I have two hopefully simple questions related to implementing prior predictive checks (henceforth “Prior PC”) with rstan. The first is about implementation, the second is about simulating truncated parameters.
First, it seems that there are two ways to implement Prior PC.
- [Stan User’s Guide]((Stan User’s Guide) suggests to implement Prior PC using the data and generated quantities block, and to then sample the resulting stan model object.
- Many other examples of Prior PC, including brms’s option “sample_prior = ‘only’”, retain the data, parameter, model, and generated quantities. The model block only contains the prior sampling statements.
I expected these two implementations to provide the same results, but they do not on my machine.

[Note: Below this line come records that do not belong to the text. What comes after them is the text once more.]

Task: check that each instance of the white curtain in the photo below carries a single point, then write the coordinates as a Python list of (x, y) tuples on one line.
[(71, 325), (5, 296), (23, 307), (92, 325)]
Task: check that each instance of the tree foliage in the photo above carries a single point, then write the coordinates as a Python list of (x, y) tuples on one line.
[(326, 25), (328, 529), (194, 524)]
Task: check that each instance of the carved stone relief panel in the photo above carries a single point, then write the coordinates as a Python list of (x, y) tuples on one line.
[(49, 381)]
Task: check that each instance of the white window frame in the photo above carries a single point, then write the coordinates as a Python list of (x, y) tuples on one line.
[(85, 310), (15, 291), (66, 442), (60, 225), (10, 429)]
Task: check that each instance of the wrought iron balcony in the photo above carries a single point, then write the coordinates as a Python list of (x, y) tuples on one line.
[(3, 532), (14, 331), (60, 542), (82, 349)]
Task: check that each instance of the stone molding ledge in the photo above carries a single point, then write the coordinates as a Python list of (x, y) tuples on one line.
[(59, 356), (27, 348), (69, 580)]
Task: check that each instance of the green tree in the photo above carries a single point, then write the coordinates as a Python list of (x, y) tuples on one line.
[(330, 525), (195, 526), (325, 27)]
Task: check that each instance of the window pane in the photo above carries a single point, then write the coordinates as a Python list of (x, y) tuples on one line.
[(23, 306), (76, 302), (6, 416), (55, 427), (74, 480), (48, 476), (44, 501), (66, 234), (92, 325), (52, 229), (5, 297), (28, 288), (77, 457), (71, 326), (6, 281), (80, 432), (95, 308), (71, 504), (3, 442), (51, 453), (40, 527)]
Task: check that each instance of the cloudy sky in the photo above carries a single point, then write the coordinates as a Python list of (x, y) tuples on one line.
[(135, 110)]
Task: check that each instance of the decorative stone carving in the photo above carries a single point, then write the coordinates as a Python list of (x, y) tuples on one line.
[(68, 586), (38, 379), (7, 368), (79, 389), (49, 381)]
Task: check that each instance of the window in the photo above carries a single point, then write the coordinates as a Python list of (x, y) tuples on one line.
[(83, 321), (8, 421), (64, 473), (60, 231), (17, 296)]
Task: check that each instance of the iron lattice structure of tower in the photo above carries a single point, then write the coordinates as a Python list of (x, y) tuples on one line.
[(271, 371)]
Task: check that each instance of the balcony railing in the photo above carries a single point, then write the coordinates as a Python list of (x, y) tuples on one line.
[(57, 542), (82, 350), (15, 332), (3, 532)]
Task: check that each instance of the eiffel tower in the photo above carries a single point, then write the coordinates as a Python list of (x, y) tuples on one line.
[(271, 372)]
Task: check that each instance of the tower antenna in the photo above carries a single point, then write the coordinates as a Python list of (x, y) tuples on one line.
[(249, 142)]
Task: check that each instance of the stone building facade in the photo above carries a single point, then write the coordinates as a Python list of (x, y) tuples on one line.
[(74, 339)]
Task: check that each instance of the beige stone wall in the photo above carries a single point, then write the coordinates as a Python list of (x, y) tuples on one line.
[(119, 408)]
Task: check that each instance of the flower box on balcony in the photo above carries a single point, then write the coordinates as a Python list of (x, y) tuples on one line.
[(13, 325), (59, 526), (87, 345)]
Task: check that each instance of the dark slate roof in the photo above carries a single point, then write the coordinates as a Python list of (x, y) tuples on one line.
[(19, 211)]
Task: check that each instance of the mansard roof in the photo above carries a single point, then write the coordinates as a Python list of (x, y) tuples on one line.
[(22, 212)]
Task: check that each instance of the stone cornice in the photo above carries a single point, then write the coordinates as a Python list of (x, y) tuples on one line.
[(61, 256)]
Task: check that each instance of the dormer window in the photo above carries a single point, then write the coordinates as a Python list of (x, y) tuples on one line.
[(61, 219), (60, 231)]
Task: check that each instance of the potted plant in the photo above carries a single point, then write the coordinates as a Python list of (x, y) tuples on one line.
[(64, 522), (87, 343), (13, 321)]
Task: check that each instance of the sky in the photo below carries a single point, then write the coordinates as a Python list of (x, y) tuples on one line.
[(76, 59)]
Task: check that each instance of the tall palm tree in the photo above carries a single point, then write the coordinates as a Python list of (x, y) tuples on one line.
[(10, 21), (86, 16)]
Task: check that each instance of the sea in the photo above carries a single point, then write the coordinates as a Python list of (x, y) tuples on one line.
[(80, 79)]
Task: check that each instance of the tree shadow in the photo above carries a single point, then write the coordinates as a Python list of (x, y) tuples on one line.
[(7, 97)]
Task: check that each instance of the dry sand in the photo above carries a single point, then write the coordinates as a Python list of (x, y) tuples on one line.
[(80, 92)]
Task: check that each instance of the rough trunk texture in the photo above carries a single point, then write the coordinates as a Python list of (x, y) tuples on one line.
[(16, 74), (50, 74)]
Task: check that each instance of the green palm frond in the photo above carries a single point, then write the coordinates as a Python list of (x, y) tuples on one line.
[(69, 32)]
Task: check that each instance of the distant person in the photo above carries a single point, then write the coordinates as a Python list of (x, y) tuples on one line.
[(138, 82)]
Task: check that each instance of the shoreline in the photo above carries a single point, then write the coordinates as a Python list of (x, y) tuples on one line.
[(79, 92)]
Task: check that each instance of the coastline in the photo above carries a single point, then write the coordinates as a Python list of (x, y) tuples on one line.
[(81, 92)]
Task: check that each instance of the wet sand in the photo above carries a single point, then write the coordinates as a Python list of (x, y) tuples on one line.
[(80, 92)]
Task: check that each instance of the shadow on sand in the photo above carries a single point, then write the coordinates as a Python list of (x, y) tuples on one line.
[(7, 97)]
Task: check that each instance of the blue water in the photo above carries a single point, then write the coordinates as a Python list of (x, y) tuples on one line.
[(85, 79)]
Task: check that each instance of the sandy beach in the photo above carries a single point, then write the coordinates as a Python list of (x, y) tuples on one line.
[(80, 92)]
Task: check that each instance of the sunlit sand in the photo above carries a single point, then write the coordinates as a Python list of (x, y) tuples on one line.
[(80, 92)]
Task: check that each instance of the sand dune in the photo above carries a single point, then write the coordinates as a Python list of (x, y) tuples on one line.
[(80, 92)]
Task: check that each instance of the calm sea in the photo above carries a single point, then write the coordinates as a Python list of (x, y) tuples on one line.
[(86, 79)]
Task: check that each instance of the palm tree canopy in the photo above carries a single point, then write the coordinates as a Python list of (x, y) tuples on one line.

Below I given the R and STAN code for a regression with 10 data points.
library(rstan)
library(MASS)
library(tidyverse)
# STAN models
suggested_ppc <- '
data {
int N;
vector[N] x;
}
generated quantities {
real alpha = normal_rng(0,1);
real beta = normal_rng(0,1);
real y_sd = gamma_rng(0.01,0.01);
real yhat[N];
real y_sim[N];
for(n in 1:N)
yhat[n] = alpha + beta * x[n];
for(n in 1:N)
y_sim[n] = normal_rng(yhat[n], y_sd);
}
'
brms_ppc <- '
data {
int N;
vector[N] x;
}
parameters {
real alpha;
real beta;
real<lower=0> y_sd;
}
transformed parameters{
vector[N] yhat;
yhat = alpha + beta * x;
}
model {
alpha ~ normal(0,1);
beta ~ normal(0,1);
y_sd ~ gamma(0.01,0.01);
}
generated quantities {
real y_sim[N];
for(n in 1:N)
y_sim[n] = normal_rng(yhat[n], y_sd);
}
'
# Create stanmodel objects
suggested_ppc_mod <- stan_model( model_code = suggested_ppc )
brms_ppc_mod <- stan_model( model_code = brms_ppc )
# create fictitious predictor data
set.seed( 2013 + 702)
dat <- list( x = rnorm( 10 ),
N = 10 )
# fit stan models
suggested_ppc_fit <- sampling( object = suggested_ppc_mod,
data = dat,
iter = 4000,
warmup = 1000,
thin = 2,
chains = 3,
algorithm = 'Fixed_param'
)
brms_ppc_fit <- sampling( object = brms_ppc_mod,
data = dat,
iter = 4000,
warmup = 1000,
thin = 2,
chains = 3
)
# The variance of output suggested_ppc always > brms_ppc
suggested_ppc_fit %>%
rstan::extract() %>%
.$y_sim %>%
as.numeric %>%
sd(na.rm=T) # Did not understand why there are NAs!
brms_ppc_fit %>%
rstan::extract() %>%
.$y_sim %>%
as.numeric %>%
sd()
In this example, the method #1 suggested in Stand User’s Guide always provides a larger variance in the response variable than the “brms” method.
Is this supposed to happen, and which method is to be preferred?
Second, I need to perform a Prior PC on a model that has two parameters that are truncated (e.g. lower=1, upper=6.3>).
Am I correct that defining a parameter with bounds such as <lower=1, upper=6.3>, means that the parameter is truncated effectively?
And is it correct that there are no truncated random number generators in STAN?
If the answer to both of these questions is yes, then am I better off doing a prior PC directly in R, Python or some other environment where I can generate truncated distributions?
Thank you in advance, and apologies if these questions are not clear enough!